I love my trifle bowl! I think it is so pretty when everything is layered together.....and I love anything pumpkin. So when I saw this recipe I knew I had to try it! I made it for Thanksgiving and everyone loved it.
2 to 3 cups leftover crumbled unfrosted spice cake, muffins or gingerbread
2-1/2 cups cold milk
1 can (15 ounces) solid-pack pumpkin
4 packages (3.4 ounces each) instant butterscotch pudding mix
1 teaspoon ground cinnamon
1/4 teaspoon ground nutmeg
1/4 teaspoon ground ginger
1/4 teaspoon ground allspice
2 cups heavy whipping cream
Maraschino cherries, optional
Set aside 1/4 cup of cake crumbs for topping. Divide remaining crumbs into four portions; sprinkle one portion into a trifle bowl or 3-qt. serving bowl.

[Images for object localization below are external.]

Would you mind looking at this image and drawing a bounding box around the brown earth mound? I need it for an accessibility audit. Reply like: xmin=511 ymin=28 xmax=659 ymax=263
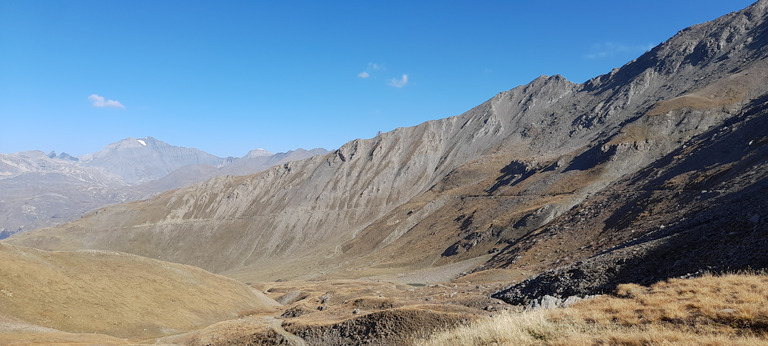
xmin=284 ymin=307 xmax=472 ymax=345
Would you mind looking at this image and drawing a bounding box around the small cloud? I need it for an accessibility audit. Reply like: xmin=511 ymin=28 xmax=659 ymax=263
xmin=584 ymin=42 xmax=654 ymax=59
xmin=388 ymin=74 xmax=408 ymax=88
xmin=357 ymin=62 xmax=383 ymax=78
xmin=88 ymin=94 xmax=125 ymax=109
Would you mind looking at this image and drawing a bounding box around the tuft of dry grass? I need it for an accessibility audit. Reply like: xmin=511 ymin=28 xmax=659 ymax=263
xmin=418 ymin=273 xmax=768 ymax=345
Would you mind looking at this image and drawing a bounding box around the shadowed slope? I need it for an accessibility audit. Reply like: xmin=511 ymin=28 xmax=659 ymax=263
xmin=490 ymin=91 xmax=768 ymax=304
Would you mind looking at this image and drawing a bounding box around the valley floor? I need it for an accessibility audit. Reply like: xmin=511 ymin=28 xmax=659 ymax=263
xmin=2 ymin=248 xmax=768 ymax=345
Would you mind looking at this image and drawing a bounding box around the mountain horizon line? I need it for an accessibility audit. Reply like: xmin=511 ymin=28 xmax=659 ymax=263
xmin=10 ymin=135 xmax=329 ymax=161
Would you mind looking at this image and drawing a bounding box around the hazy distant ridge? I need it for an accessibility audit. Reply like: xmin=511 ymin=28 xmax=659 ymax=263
xmin=0 ymin=138 xmax=327 ymax=237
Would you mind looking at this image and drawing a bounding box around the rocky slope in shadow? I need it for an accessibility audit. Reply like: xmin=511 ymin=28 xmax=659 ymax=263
xmin=489 ymin=0 xmax=768 ymax=304
xmin=491 ymin=92 xmax=768 ymax=305
xmin=9 ymin=1 xmax=768 ymax=288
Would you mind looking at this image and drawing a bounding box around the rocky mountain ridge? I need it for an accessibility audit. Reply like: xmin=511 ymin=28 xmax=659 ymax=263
xmin=485 ymin=0 xmax=768 ymax=302
xmin=491 ymin=88 xmax=768 ymax=304
xmin=78 ymin=136 xmax=228 ymax=184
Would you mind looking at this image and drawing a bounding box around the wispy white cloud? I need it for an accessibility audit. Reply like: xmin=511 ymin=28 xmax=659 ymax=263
xmin=88 ymin=94 xmax=125 ymax=109
xmin=388 ymin=74 xmax=408 ymax=88
xmin=584 ymin=42 xmax=655 ymax=59
xmin=357 ymin=62 xmax=383 ymax=78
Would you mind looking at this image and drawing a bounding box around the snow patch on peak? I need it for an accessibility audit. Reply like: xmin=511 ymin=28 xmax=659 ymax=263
xmin=245 ymin=148 xmax=274 ymax=158
xmin=137 ymin=139 xmax=146 ymax=146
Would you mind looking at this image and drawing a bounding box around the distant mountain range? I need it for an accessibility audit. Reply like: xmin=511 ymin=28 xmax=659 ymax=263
xmin=78 ymin=136 xmax=228 ymax=184
xmin=0 ymin=138 xmax=327 ymax=238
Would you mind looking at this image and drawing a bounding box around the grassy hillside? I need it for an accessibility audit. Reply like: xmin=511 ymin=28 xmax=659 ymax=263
xmin=419 ymin=273 xmax=768 ymax=345
xmin=0 ymin=242 xmax=279 ymax=340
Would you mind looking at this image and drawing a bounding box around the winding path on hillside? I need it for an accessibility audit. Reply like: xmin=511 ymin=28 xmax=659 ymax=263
xmin=266 ymin=316 xmax=307 ymax=346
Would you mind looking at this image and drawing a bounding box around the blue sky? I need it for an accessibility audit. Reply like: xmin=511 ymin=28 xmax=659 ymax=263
xmin=0 ymin=0 xmax=755 ymax=157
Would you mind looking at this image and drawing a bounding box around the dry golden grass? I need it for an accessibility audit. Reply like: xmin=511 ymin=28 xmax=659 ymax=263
xmin=0 ymin=314 xmax=130 ymax=345
xmin=0 ymin=242 xmax=279 ymax=341
xmin=647 ymin=73 xmax=749 ymax=116
xmin=419 ymin=273 xmax=768 ymax=345
xmin=605 ymin=123 xmax=655 ymax=146
xmin=157 ymin=315 xmax=277 ymax=346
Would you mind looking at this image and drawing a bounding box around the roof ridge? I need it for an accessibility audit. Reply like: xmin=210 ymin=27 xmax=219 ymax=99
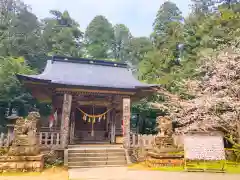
xmin=51 ymin=55 xmax=128 ymax=68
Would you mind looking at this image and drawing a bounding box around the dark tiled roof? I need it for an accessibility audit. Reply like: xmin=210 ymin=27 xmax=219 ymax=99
xmin=18 ymin=56 xmax=155 ymax=90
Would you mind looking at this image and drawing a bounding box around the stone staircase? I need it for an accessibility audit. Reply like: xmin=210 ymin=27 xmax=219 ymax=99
xmin=67 ymin=145 xmax=127 ymax=168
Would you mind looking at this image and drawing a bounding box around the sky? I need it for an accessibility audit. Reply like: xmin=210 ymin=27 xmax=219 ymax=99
xmin=23 ymin=0 xmax=192 ymax=37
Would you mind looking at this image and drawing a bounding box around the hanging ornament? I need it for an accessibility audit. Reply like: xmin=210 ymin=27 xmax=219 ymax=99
xmin=91 ymin=120 xmax=94 ymax=136
xmin=98 ymin=116 xmax=101 ymax=122
xmin=88 ymin=116 xmax=91 ymax=123
xmin=83 ymin=114 xmax=87 ymax=121
xmin=103 ymin=114 xmax=106 ymax=120
xmin=93 ymin=117 xmax=96 ymax=124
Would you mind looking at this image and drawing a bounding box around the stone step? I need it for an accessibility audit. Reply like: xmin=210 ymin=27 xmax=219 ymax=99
xmin=68 ymin=150 xmax=125 ymax=154
xmin=68 ymin=152 xmax=125 ymax=158
xmin=68 ymin=164 xmax=125 ymax=168
xmin=68 ymin=156 xmax=126 ymax=162
xmin=67 ymin=146 xmax=127 ymax=168
xmin=68 ymin=160 xmax=127 ymax=167
xmin=68 ymin=149 xmax=106 ymax=154
xmin=68 ymin=147 xmax=124 ymax=152
xmin=68 ymin=144 xmax=122 ymax=147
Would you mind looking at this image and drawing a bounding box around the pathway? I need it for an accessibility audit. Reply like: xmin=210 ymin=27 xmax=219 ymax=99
xmin=1 ymin=167 xmax=239 ymax=180
xmin=68 ymin=167 xmax=240 ymax=180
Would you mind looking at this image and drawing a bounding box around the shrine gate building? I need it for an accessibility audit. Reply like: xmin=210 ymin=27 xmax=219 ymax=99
xmin=17 ymin=56 xmax=155 ymax=150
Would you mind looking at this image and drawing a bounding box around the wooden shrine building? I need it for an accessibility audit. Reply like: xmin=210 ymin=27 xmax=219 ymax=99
xmin=17 ymin=56 xmax=156 ymax=149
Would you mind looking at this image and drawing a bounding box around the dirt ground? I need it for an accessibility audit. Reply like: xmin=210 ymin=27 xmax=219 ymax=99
xmin=0 ymin=167 xmax=69 ymax=180
xmin=69 ymin=167 xmax=240 ymax=180
xmin=1 ymin=166 xmax=240 ymax=180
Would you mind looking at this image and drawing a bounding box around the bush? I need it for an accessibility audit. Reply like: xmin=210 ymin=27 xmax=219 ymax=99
xmin=129 ymin=147 xmax=148 ymax=163
xmin=44 ymin=150 xmax=63 ymax=168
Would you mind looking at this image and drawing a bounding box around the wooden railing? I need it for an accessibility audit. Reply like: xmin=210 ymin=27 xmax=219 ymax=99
xmin=130 ymin=133 xmax=156 ymax=148
xmin=129 ymin=133 xmax=185 ymax=148
xmin=0 ymin=131 xmax=62 ymax=150
xmin=0 ymin=131 xmax=158 ymax=149
xmin=38 ymin=132 xmax=62 ymax=149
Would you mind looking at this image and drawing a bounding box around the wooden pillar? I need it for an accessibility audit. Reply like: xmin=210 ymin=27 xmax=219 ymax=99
xmin=111 ymin=108 xmax=116 ymax=143
xmin=106 ymin=105 xmax=110 ymax=132
xmin=122 ymin=97 xmax=131 ymax=148
xmin=107 ymin=107 xmax=111 ymax=141
xmin=69 ymin=111 xmax=75 ymax=145
xmin=60 ymin=94 xmax=72 ymax=148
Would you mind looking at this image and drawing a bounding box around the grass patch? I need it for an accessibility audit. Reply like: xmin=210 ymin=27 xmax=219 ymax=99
xmin=226 ymin=165 xmax=240 ymax=174
xmin=151 ymin=166 xmax=184 ymax=172
xmin=129 ymin=161 xmax=240 ymax=174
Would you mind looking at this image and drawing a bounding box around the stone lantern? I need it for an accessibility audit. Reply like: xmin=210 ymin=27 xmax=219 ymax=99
xmin=6 ymin=112 xmax=19 ymax=145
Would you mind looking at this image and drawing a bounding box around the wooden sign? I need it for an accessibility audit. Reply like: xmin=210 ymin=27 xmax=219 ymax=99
xmin=184 ymin=135 xmax=225 ymax=160
xmin=123 ymin=97 xmax=130 ymax=147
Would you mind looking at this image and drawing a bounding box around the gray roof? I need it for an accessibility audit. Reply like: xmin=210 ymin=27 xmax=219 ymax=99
xmin=18 ymin=56 xmax=155 ymax=90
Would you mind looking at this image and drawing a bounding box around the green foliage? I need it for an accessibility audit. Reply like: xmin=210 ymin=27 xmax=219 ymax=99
xmin=0 ymin=56 xmax=34 ymax=102
xmin=191 ymin=0 xmax=217 ymax=15
xmin=42 ymin=10 xmax=83 ymax=57
xmin=140 ymin=1 xmax=184 ymax=91
xmin=131 ymin=95 xmax=166 ymax=134
xmin=0 ymin=0 xmax=46 ymax=70
xmin=44 ymin=151 xmax=63 ymax=168
xmin=113 ymin=24 xmax=132 ymax=62
xmin=85 ymin=15 xmax=115 ymax=59
xmin=139 ymin=1 xmax=240 ymax=95
xmin=0 ymin=1 xmax=83 ymax=126
xmin=0 ymin=56 xmax=35 ymax=124
xmin=225 ymin=135 xmax=240 ymax=162
xmin=136 ymin=1 xmax=240 ymax=135
xmin=153 ymin=1 xmax=182 ymax=43
xmin=128 ymin=37 xmax=152 ymax=67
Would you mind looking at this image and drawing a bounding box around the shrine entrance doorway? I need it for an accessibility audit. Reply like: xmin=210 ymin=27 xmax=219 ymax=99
xmin=74 ymin=105 xmax=110 ymax=144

In a large bowl, combine the milk, pumpkin, pudding mixes and spices; beat until smooth. Spoon half into the serving bowl. Sprinkle with a second portion of crumbs. In a small bowl, beat cream until stiff peaks form; spoon half into bowl.
Sprinkle with a third portion of crumbs. Top with the remaining pumpkin mixture, then remaining portion of crumbs and whipped cream. Sprinkle the reserved crumbs around the edge of bowl. Garnish with cherries if desired. Cover and chill at least 2 hours before serving. Makes 12-15 servings.